Brush saw release: completed 8/5/21, in partnership with The Nature Conservancy, $0.00 cost to State. For reference average cost of brush saw release on state land in 2020 was $167/acre.
Total regeneration costs: $5,636.28 or $313.12/acre.
This prescription was a compromise through coordination with MN DNR Divisions of Wildlife and Ecological and Water Resources.
This case study will continue to be updated as further treatments are completed until site is free-to-grow.
For another similar prescription see: Regenerating Blueberry Hill natural origin red pine using a mix of artificial and natural regeneration (MN DNR)
Climate Adaptation Considerations
Increase stand resilience to climate change through increased species diversity.
Summary / lessons learned / additional thoughts
This prescription balanced economic and ecological objectives by using a silvicultural strategy that favored both artificial and natural regeneration of red pine. It used leave tree retention, passive site prep that relied on timber harvest operations, advance regeneration, and variable density planting to achieve the desired results. Early results indicate that compositionally this stand is on track to the specified desired future condition, but future tending and monitoring will be needed to ensure the long-term success of the prescription.
When managing similar stands in the future with the similar objectives it would be more cost effective and reduce planting supervision efforts to designate areas needing variable density and include this type of project on our regular statewide planting contracts, instead of spending several days of planting with a local contractor.

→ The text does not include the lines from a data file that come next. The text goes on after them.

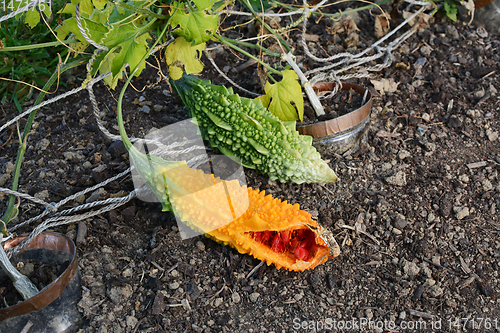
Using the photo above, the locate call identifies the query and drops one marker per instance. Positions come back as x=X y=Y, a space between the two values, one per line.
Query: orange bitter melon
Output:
x=248 y=220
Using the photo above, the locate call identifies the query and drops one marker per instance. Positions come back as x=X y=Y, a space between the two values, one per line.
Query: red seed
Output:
x=301 y=254
x=306 y=243
x=266 y=236
x=285 y=236
x=278 y=245
x=300 y=233
x=294 y=243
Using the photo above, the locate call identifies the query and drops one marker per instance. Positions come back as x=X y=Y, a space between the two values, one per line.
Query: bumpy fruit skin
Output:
x=250 y=218
x=246 y=131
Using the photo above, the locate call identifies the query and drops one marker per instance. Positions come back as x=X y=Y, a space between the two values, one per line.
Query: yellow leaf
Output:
x=182 y=57
x=280 y=96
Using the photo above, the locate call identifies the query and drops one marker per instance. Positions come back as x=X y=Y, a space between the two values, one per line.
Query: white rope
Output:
x=52 y=100
x=29 y=197
x=58 y=221
x=84 y=33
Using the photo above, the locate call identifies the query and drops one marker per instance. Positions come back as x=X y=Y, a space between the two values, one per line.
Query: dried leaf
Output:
x=385 y=85
x=421 y=21
x=345 y=25
x=385 y=134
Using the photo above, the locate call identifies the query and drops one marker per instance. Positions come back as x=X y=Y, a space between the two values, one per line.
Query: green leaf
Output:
x=257 y=5
x=133 y=48
x=279 y=97
x=182 y=57
x=32 y=18
x=99 y=4
x=196 y=27
x=203 y=4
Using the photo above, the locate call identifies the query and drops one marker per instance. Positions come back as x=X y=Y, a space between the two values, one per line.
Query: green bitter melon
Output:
x=243 y=129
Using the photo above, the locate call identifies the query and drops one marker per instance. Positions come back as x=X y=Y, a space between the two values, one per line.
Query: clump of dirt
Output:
x=40 y=273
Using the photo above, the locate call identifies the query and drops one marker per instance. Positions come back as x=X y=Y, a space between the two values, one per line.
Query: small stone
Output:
x=200 y=245
x=193 y=291
x=487 y=185
x=128 y=272
x=82 y=233
x=396 y=231
x=452 y=31
x=145 y=109
x=399 y=179
x=400 y=222
x=80 y=199
x=492 y=136
x=451 y=303
x=431 y=217
x=174 y=285
x=9 y=168
x=43 y=195
x=435 y=291
x=73 y=157
x=253 y=297
x=4 y=178
x=402 y=315
x=411 y=268
x=27 y=268
x=158 y=303
x=425 y=51
x=464 y=178
x=236 y=297
x=461 y=212
x=369 y=314
x=403 y=154
x=454 y=122
x=117 y=148
x=42 y=145
x=95 y=196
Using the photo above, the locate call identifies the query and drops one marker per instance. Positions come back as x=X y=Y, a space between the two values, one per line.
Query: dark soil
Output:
x=425 y=188
x=39 y=272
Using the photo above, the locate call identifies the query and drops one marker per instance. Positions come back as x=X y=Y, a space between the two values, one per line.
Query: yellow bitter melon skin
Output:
x=229 y=213
x=246 y=131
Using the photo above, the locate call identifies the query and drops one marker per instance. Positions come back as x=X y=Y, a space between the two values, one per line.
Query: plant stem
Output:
x=226 y=41
x=142 y=11
x=271 y=30
x=253 y=46
x=22 y=284
x=36 y=46
x=313 y=98
x=22 y=140
x=335 y=15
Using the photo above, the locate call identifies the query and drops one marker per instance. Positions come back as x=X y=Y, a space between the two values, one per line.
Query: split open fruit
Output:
x=267 y=228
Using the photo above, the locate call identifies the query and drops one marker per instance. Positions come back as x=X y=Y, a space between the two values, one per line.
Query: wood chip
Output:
x=467 y=282
x=385 y=134
x=312 y=38
x=464 y=266
x=420 y=314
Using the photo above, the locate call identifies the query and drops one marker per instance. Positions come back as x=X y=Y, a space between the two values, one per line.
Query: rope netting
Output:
x=331 y=70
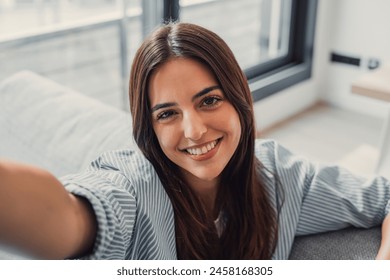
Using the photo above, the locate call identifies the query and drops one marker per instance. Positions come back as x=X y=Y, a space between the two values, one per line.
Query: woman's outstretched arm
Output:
x=39 y=217
x=384 y=250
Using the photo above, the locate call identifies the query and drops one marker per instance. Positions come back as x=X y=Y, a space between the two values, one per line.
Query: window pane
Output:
x=256 y=30
x=78 y=43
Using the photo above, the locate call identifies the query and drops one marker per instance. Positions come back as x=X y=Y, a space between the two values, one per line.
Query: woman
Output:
x=201 y=188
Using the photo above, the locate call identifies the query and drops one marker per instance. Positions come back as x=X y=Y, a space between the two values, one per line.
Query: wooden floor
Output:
x=331 y=135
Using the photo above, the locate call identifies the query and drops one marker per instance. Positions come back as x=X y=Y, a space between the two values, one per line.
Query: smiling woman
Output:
x=200 y=186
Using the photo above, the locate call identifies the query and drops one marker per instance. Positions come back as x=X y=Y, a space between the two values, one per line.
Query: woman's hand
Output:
x=39 y=217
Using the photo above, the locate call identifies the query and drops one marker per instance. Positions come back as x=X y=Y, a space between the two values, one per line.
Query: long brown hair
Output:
x=250 y=230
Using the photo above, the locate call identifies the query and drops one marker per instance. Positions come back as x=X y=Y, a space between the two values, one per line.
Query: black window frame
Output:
x=272 y=76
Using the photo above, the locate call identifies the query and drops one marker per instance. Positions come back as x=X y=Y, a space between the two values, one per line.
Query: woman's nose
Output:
x=194 y=126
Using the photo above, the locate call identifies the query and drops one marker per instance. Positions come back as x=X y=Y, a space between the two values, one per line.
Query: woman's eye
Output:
x=211 y=101
x=165 y=115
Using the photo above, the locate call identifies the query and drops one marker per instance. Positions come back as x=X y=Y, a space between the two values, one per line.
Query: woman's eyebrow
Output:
x=204 y=91
x=163 y=105
x=197 y=95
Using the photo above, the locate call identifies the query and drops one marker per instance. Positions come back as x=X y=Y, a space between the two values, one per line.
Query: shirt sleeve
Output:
x=329 y=197
x=113 y=200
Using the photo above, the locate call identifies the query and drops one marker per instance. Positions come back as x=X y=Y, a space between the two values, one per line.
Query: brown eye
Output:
x=165 y=115
x=211 y=101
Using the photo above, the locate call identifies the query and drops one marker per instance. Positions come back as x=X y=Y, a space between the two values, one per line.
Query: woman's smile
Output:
x=204 y=151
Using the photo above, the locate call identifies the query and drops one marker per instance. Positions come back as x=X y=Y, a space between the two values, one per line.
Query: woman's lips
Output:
x=205 y=151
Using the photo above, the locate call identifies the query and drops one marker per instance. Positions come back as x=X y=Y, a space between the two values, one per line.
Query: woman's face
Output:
x=197 y=128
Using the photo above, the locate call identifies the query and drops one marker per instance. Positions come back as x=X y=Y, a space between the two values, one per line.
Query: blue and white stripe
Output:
x=135 y=216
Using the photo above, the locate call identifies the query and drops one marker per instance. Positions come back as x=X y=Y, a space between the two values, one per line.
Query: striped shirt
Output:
x=135 y=216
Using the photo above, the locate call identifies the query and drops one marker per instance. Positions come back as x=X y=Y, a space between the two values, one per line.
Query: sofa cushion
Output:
x=54 y=127
x=346 y=244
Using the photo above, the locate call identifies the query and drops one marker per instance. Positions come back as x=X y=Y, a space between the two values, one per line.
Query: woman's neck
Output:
x=206 y=190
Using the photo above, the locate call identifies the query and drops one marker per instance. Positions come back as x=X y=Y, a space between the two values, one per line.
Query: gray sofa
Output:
x=46 y=124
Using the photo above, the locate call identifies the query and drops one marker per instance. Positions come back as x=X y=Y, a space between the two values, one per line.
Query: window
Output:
x=88 y=45
x=272 y=39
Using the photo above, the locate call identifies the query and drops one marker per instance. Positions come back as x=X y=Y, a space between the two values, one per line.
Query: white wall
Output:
x=355 y=27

Observations have also shown that relying solely on full tree logging for site prep during dry, non-frozen conditions results in a wide range of mineral soil exposure and competition control across the site, which in itself creates variable planting densities along with varying survival of seedlings..
This case study was reviewed by MN DNR Silviculture Program Staff Mike Reinikainen. Case study submitted on 08/19/2022.